Cyber crimes and banking industry are standing at a cross road. More and more banking frauds are reported in India these days. The banking industry of India is facing novel and innovative financial and banking frauds in India. For instance, Internet banking frauds, ATM frauds, RTGS frauds, etc have significantly increased in India. Similarly IT and cyber frauds in Indian companies are also increasing. The cyber law and cyber security trends of 2013 provided by Perry4Law have also proved this scenario.
The cyber security of banking segment of India is in poor condition. The online banking cyber security is not upto the mark despite repeated reminder by the Reserve Bank of India (RBI). Even the regulations pertaining to security and risk mitigation measures for card present transactions in India have been brought into force by RBI.
However, despite various regulations and guidelines by RBI, the banks in India have not only failed to secure their online systems but they have also failed to secure the ATMs installed at their premises. As a result ATM frauds in India have significantly increased. Similarly, the mobile payment cyber security in India is also not in a proper state.

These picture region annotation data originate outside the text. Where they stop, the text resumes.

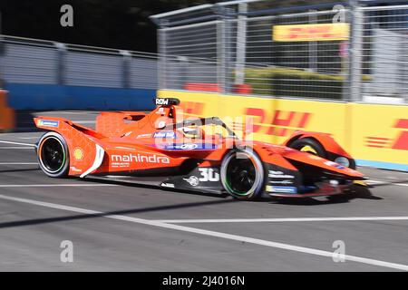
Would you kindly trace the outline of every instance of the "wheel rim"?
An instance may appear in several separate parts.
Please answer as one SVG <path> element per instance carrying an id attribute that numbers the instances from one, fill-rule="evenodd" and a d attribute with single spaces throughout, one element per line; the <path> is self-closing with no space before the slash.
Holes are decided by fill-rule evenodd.
<path id="1" fill-rule="evenodd" d="M 65 150 L 55 137 L 48 137 L 41 143 L 39 157 L 43 168 L 49 173 L 56 173 L 65 165 Z"/>
<path id="2" fill-rule="evenodd" d="M 225 184 L 230 192 L 248 196 L 255 191 L 259 179 L 257 166 L 247 154 L 241 153 L 240 158 L 237 157 L 237 154 L 233 154 L 228 160 Z"/>

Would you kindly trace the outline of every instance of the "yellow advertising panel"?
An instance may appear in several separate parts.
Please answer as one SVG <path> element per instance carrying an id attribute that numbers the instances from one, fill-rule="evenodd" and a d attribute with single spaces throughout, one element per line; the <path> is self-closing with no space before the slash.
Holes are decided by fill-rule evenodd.
<path id="1" fill-rule="evenodd" d="M 274 25 L 273 40 L 276 42 L 321 42 L 348 40 L 350 24 L 319 24 Z"/>
<path id="2" fill-rule="evenodd" d="M 408 106 L 283 100 L 208 92 L 159 91 L 178 98 L 187 117 L 249 118 L 252 138 L 280 144 L 295 130 L 325 132 L 358 165 L 408 171 Z M 233 128 L 235 129 L 235 128 Z"/>
<path id="3" fill-rule="evenodd" d="M 408 106 L 351 104 L 351 151 L 360 164 L 408 171 Z"/>
<path id="4" fill-rule="evenodd" d="M 345 103 L 172 91 L 160 91 L 159 96 L 180 99 L 187 116 L 217 116 L 228 125 L 250 119 L 257 140 L 279 144 L 302 130 L 330 133 L 345 145 Z"/>

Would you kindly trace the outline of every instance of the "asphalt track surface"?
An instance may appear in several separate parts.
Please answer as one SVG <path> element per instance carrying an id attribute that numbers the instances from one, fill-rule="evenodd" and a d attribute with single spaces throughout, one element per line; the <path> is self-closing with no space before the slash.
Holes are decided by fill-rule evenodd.
<path id="1" fill-rule="evenodd" d="M 26 130 L 0 134 L 0 271 L 408 270 L 408 173 L 360 168 L 373 188 L 338 198 L 236 201 L 47 178 Z"/>

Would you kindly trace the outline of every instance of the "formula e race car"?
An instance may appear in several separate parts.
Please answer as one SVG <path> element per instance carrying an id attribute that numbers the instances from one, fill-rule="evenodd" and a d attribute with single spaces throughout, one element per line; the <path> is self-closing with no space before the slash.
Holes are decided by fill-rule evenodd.
<path id="1" fill-rule="evenodd" d="M 238 138 L 220 119 L 184 119 L 178 99 L 155 99 L 151 113 L 102 112 L 95 130 L 53 117 L 37 143 L 41 169 L 53 178 L 111 179 L 239 199 L 262 195 L 343 193 L 365 178 L 328 134 L 296 131 L 283 145 Z"/>

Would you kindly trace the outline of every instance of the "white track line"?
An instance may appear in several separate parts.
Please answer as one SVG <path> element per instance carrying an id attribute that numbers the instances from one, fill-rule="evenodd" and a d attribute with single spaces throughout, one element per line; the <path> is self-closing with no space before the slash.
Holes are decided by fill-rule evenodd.
<path id="1" fill-rule="evenodd" d="M 33 150 L 33 148 L 30 146 L 26 147 L 0 147 L 0 150 Z"/>
<path id="2" fill-rule="evenodd" d="M 38 165 L 34 162 L 0 162 L 0 165 Z"/>
<path id="3" fill-rule="evenodd" d="M 5 196 L 5 195 L 0 195 L 0 198 L 5 199 L 5 200 L 12 200 L 12 201 L 17 201 L 17 202 L 23 202 L 23 203 L 45 207 L 45 208 L 49 208 L 62 209 L 62 210 L 66 210 L 66 211 L 71 211 L 71 212 L 77 212 L 77 213 L 82 213 L 82 214 L 90 214 L 90 215 L 103 214 L 102 212 L 96 211 L 96 210 L 73 208 L 73 207 L 63 206 L 63 205 L 49 203 L 49 202 L 43 202 L 43 201 L 33 200 L 33 199 L 13 198 L 13 197 Z M 211 231 L 211 230 L 206 230 L 206 229 L 200 229 L 200 228 L 196 228 L 196 227 L 166 224 L 166 223 L 154 221 L 154 220 L 148 220 L 148 219 L 142 219 L 142 218 L 131 218 L 131 217 L 121 216 L 121 215 L 111 215 L 111 216 L 104 215 L 102 217 L 108 218 L 112 218 L 112 219 L 129 221 L 129 222 L 137 223 L 137 224 L 159 227 L 163 227 L 163 228 L 170 228 L 170 229 L 174 229 L 174 230 L 179 230 L 179 231 L 188 232 L 188 233 L 193 233 L 193 234 L 198 234 L 198 235 L 202 235 L 202 236 L 215 237 L 219 237 L 219 238 L 235 240 L 235 241 L 238 241 L 238 242 L 247 242 L 247 243 L 250 243 L 250 244 L 261 245 L 261 246 L 269 246 L 269 247 L 286 249 L 286 250 L 289 250 L 289 251 L 296 251 L 296 252 L 300 252 L 300 253 L 327 256 L 330 258 L 333 258 L 333 256 L 333 256 L 334 253 L 329 252 L 329 251 L 323 251 L 323 250 L 310 248 L 310 247 L 304 247 L 304 246 L 293 246 L 293 245 L 288 245 L 288 244 L 277 243 L 277 242 L 267 241 L 267 240 L 258 239 L 258 238 L 243 237 L 243 236 L 230 235 L 230 234 L 216 232 L 216 231 Z M 408 271 L 408 266 L 406 266 L 406 265 L 389 263 L 389 262 L 385 262 L 385 261 L 374 260 L 374 259 L 355 256 L 350 256 L 350 255 L 345 255 L 344 257 L 345 260 L 348 260 L 348 261 Z"/>
<path id="4" fill-rule="evenodd" d="M 304 221 L 375 221 L 375 220 L 408 220 L 408 217 L 355 217 L 355 218 L 201 218 L 201 219 L 156 219 L 170 224 L 206 224 L 206 223 L 275 223 Z"/>
<path id="5" fill-rule="evenodd" d="M 67 184 L 0 184 L 0 188 L 59 188 L 59 187 L 78 187 L 78 188 L 93 188 L 93 187 L 117 187 L 116 184 L 79 184 L 79 183 L 67 183 Z"/>
<path id="6" fill-rule="evenodd" d="M 19 143 L 19 142 L 3 141 L 3 140 L 0 140 L 0 143 L 36 147 L 35 144 L 30 144 L 30 143 Z"/>

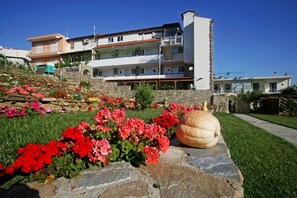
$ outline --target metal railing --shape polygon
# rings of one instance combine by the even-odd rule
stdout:
[[[161,46],[183,45],[183,36],[170,36],[161,38]]]

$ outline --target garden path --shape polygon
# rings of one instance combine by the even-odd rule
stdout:
[[[276,135],[278,137],[281,137],[288,142],[294,144],[297,146],[297,130],[292,129],[289,127],[284,127],[278,124],[273,124],[271,122],[267,122],[264,120],[260,120],[258,118],[254,118],[252,116],[246,115],[246,114],[234,114],[235,116],[241,118],[242,120],[245,120],[249,122],[250,124],[257,126],[261,129],[264,129],[265,131]]]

Sophisticated malware have also been specifically designed to target the banking industry of India. For instance, the Vskimmer Trojan designed to steal credit card information from Windows system is already in circulation. Similarly, the Malware Dump Memory Grabber is also targeting POS systems and ATMs of major U.S. banks. These malware are creating havoc in India and international levels.
Recently, the RAKBANK and Bank of Muscat Oman became victims of international ATM heist. The hacking prompted authorities in the US and Europe to launch an international manhunt. Authorities made arrests soon after in Germany and the US, and most of the money was recovered, with one of the ringleaders, being found dead in mysterious circumstances, with $100,000 in his possession.

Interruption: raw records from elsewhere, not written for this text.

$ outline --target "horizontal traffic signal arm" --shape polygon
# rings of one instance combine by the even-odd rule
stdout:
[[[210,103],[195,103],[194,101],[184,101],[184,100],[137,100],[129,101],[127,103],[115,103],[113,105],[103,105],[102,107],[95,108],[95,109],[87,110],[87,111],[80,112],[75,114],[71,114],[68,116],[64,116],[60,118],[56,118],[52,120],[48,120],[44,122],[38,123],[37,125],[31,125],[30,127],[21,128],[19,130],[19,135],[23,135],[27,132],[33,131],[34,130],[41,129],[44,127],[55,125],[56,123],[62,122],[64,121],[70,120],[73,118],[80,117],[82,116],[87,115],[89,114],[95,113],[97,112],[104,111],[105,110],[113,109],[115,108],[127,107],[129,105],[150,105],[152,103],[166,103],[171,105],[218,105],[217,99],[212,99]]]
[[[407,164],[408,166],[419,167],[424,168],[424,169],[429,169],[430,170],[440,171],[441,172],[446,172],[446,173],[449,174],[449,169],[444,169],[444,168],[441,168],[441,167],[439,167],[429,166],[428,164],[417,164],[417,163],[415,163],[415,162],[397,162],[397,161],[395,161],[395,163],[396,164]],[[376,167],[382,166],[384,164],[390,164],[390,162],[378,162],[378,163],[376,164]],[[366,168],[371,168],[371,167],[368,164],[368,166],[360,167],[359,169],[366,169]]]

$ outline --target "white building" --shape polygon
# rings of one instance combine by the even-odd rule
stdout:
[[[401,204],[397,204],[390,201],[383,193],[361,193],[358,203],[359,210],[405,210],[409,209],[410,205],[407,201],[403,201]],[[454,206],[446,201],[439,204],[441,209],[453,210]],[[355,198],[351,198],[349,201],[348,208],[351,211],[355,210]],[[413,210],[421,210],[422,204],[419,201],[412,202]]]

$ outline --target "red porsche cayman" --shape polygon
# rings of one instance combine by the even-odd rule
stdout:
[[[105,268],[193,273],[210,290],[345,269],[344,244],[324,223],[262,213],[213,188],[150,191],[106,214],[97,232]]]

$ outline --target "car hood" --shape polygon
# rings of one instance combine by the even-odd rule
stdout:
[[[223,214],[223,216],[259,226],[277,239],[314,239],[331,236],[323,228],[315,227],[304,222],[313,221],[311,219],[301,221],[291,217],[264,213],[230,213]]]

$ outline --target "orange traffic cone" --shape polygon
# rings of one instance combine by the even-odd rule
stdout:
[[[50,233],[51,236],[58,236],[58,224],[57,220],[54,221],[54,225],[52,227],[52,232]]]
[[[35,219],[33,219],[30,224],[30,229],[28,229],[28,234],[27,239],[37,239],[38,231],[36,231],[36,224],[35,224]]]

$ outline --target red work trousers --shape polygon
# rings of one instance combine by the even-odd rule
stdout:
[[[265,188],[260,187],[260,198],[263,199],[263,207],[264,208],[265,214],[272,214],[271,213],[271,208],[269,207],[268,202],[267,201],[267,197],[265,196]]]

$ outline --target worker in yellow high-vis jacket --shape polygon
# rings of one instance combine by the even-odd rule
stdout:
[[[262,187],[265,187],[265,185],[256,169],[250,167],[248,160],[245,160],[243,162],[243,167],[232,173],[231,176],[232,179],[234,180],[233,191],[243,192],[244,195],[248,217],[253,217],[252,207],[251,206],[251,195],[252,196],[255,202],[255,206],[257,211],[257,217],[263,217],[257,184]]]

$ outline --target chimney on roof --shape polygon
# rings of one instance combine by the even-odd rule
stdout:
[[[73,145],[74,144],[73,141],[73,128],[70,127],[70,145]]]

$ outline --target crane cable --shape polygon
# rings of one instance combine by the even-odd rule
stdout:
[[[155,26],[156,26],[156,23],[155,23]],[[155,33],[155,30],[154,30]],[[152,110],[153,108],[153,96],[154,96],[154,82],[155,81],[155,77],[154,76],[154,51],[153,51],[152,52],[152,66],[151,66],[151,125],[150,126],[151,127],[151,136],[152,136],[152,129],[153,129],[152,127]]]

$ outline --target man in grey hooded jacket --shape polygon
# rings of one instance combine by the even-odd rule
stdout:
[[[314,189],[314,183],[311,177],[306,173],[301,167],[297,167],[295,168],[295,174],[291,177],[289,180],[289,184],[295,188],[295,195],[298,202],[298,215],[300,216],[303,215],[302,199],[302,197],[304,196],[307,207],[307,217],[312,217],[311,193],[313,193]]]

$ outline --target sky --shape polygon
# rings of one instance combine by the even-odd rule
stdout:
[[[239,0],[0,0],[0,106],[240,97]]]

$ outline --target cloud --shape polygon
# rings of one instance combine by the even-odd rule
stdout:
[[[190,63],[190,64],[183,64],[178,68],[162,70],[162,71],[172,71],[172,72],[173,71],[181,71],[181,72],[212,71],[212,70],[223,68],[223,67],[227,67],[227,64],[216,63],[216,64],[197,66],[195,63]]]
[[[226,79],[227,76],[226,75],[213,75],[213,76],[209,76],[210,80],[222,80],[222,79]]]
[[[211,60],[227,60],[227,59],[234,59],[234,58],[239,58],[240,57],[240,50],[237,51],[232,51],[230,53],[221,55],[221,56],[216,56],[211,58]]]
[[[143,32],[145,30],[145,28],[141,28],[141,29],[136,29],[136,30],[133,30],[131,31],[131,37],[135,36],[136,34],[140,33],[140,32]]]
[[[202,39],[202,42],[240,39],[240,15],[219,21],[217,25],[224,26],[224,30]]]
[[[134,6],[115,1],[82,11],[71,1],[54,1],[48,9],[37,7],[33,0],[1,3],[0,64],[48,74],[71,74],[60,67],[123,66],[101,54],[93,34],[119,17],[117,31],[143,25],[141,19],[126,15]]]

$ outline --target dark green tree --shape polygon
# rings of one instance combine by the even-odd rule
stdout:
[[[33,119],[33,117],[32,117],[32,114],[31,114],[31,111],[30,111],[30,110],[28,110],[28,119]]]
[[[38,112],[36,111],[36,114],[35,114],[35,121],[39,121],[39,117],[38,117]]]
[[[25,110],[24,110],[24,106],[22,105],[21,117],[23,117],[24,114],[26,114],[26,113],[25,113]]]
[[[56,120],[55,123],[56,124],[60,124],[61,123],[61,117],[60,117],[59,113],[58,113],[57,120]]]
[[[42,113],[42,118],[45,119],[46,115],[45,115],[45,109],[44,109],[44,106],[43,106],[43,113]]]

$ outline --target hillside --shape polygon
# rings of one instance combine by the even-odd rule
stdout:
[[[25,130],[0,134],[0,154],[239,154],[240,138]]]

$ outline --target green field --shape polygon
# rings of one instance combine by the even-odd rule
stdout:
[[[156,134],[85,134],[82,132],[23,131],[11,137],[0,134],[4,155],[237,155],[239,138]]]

The Computer Emergency Response Team (CERT) of India has even started investigation in this international ATM heist case as it has Indian connections as well. However, till now nothing concrete has resulted from investigations made by India in this regard.
Now DNA India has reported that the Karnataka police have speeded up their investigation into the international ATM heist case. One of the payment processing company that was hacked into is a city-based company enStage Software, situated in Cambridge Road, Halasuru, which managed payments processing for Muscat Bank of the Sultanate of Oman. The Karnataka CID is now pursuing the case, after Muscat Bank complained that someone in enStage Software may have been involved in hacking its data center maintained by the provider. Earlier the case was investigated by Halasuru police and CCB (Central Crime Branch) and after local police could not probe this hi-tech and international case, the state DGP office asked CID (Economic Offence Wing) to pursue the case. Halasuru police registered a case under section 66(C) of IT Act-2000 and also under 420 and other sections of IPC. Since the case involved huge amount of money stolen, the case was transferred to Central Crime Branch (CCB). They investigated the case and found it difficult to probe as it involves international transactions and lack of cyber tools. Thus the DG&IGP transferred this case to CID for further investigation on December 23, 2013, sources said.
Sources said the CID obtained the statement of preliminary findings of Muscat Bank, details of 12 pre-paid travel cards, the usage and processing service agreement of enStage Software, Operation Processing Manual of Muscat Bank, final report of computer forensic investigation for investigation with the help of Cyber police. The CID may seek Interpol’s help to investigate the accused arrested in foreign countries.
The problem with the cases like these is that they are transnational in nature and the cyber criminals take advantage of the conflict of laws in cyberspace. Further, we have no cyber forensics best practices in India. There is also an urgent need to strengthen cyber forensics and cyber crimes investigation capabilities of India. On the legislation front, India needs a new and better cyber law and the old one must be repealed. Indian law enforcement agencies must be well equipped with modern technologies and suitable trainings and Indian government must pay a special attention to modernisation of police force of India.